Built-in Sampling Strategies

  • NoSamplingStrategy: Evaluate all matching traces (default)
  • RandomSamplingStrategy: Unbiased random sampling
  • StratifiedSamplingStrategy: Even distribution across groups
  • ScoreBasedSamplingStrategy: Oversample low-scoring traces
  • RecentFirstSamplingStrategy: Prioritize recent traces

Dataset Integration

Evaluate against Langfuse datasets.

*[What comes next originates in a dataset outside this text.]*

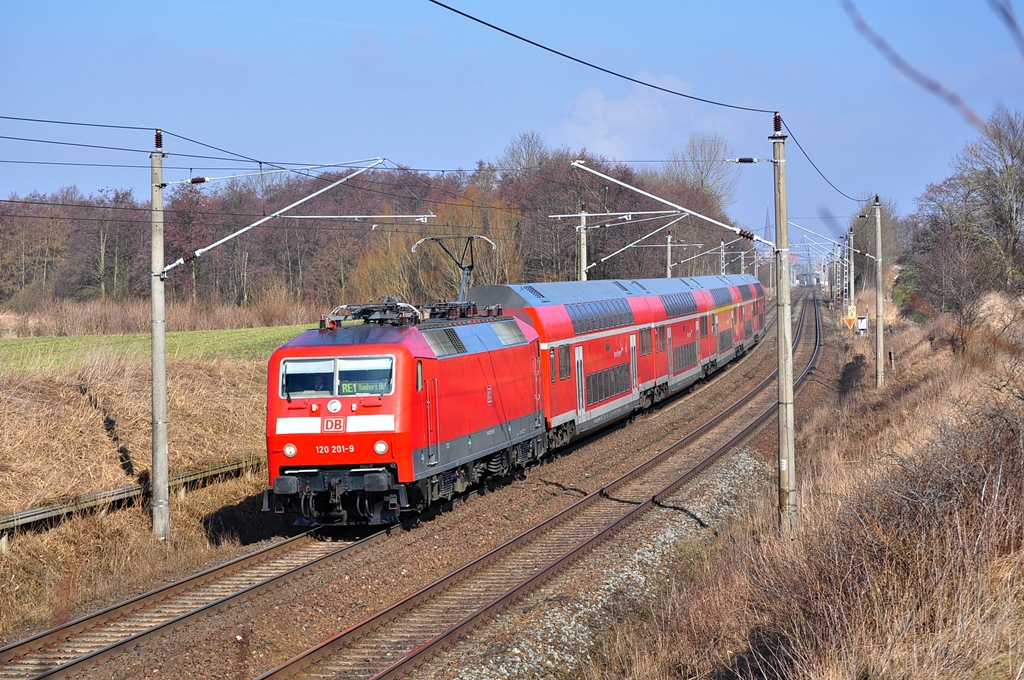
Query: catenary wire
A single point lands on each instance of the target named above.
(597, 68)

All dataset columns are passed as parameters - declare what you need:

from fasteval_langfuse import langfuse_dataset

# Basic usage
@fe.correctness(threshold=0.8)
@langfuse_dataset(name="qa-golden-set", version="v2")
def test_qa_dataset(input, expected_output):
    response = my_agent(input)
    fe.score(response, expected_output, input=input)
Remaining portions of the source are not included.